This is the strange but, by this stage, depressingly familiar story of small businesses being shaken down by patent trolls. In this case, the trolls are called "Project Paperless" - except perhaps not any more, as they've now apparently exploded into a constellation of hard-to-track nonsense-named shell companies.
Whoever they are, they as usual claim to hold patents on common things that a blind and severely developmentally delayed toddler could see were in common use long before the patents were awarded.
One of their targets who stood up to them is quoted, in that Ars Technica story, as saying the four patents held by Project Paperless are "...a lot of what I'd call gobbledygook ... Just jargon and terms strung together - it's really literally nonsensical."
Well, that sounded like fun, so I checked out the four linked patents. All of them were originally assigned to one "Laurence C. Klein", who at some point presumably transferred ownership of the patents to whoever Project Paperless are, if he and they are not the same person.

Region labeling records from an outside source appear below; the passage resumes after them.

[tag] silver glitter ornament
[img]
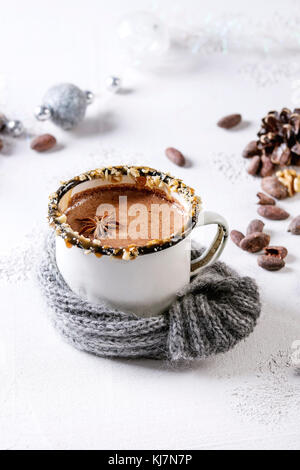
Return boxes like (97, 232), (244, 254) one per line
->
(35, 83), (93, 130)
(105, 75), (122, 93)
(5, 120), (24, 137)
(34, 105), (51, 121)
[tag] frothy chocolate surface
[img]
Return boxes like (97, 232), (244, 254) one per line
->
(65, 185), (186, 248)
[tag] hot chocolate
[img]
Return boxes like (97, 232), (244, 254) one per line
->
(65, 185), (186, 248)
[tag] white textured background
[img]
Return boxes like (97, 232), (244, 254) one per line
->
(0, 0), (300, 449)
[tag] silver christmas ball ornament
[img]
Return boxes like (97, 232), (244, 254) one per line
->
(0, 113), (7, 131)
(35, 83), (93, 130)
(34, 105), (51, 121)
(105, 75), (122, 93)
(5, 120), (24, 137)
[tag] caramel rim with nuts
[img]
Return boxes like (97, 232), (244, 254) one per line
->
(48, 166), (201, 260)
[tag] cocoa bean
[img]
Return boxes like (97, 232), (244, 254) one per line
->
(261, 176), (289, 199)
(230, 230), (245, 246)
(165, 147), (185, 166)
(264, 246), (288, 259)
(240, 232), (270, 253)
(257, 206), (290, 220)
(260, 155), (275, 178)
(217, 114), (242, 129)
(247, 219), (265, 235)
(288, 215), (300, 235)
(257, 255), (285, 271)
(247, 155), (261, 176)
(30, 134), (56, 152)
(257, 193), (276, 206)
(242, 140), (260, 158)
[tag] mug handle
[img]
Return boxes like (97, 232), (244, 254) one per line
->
(191, 212), (228, 277)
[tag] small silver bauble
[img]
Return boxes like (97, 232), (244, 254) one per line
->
(0, 113), (7, 131)
(35, 83), (93, 130)
(5, 120), (24, 137)
(105, 75), (122, 93)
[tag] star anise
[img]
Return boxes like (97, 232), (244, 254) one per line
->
(77, 215), (119, 239)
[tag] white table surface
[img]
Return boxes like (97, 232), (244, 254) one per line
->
(0, 0), (300, 449)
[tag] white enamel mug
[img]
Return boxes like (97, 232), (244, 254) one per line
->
(49, 167), (228, 317)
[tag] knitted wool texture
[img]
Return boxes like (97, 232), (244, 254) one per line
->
(38, 234), (261, 361)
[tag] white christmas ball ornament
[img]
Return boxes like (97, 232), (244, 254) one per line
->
(118, 12), (170, 65)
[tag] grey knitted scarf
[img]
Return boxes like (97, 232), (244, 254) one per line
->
(38, 234), (261, 361)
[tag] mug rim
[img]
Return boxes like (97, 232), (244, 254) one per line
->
(48, 165), (202, 260)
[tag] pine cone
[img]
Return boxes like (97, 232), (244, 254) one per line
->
(257, 108), (300, 166)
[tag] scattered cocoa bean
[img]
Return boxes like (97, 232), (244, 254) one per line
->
(257, 193), (276, 206)
(30, 134), (56, 152)
(288, 215), (300, 235)
(257, 255), (285, 271)
(247, 219), (265, 235)
(260, 155), (275, 178)
(247, 155), (261, 176)
(217, 114), (242, 129)
(264, 246), (288, 259)
(242, 140), (259, 158)
(240, 232), (270, 253)
(257, 206), (290, 220)
(165, 147), (185, 166)
(230, 230), (245, 246)
(261, 176), (289, 199)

In this one, Mr Klein is in 2001 granted a patent on programs that can view images of documents.
In this one, Mr Klein is in 2004 granted a patent on the basic functions of document scanners, to which he gives the name "Virtual Copier".
In this one, Mr Klein is in 2009 granted a patent on sending documents from one computer to another.
And in this one, Mr Klein is in 2011 granted another patent on the same stuff he patented in 2004, but this time without calling it "Virtual Copier".
I have not ploughed through the legalese in great detail, lest I slide into severely refractory depression. But I do not think I am exaggerating this. These software patents really are this stupid.
Not only are these patents all almost completely obvious, but they are all for processes that were invented not long after, and in some cases significantly before, the invention of the cathode-ray-tube monitor. Documents were being scanned and stored in computer memory, for instance, in nineteen fifty-seven.
The only thing that really surprises me about patent trolls is that, in yet another testament to the essential decency of the human race, not one of them has yet been found strung up with their own guts.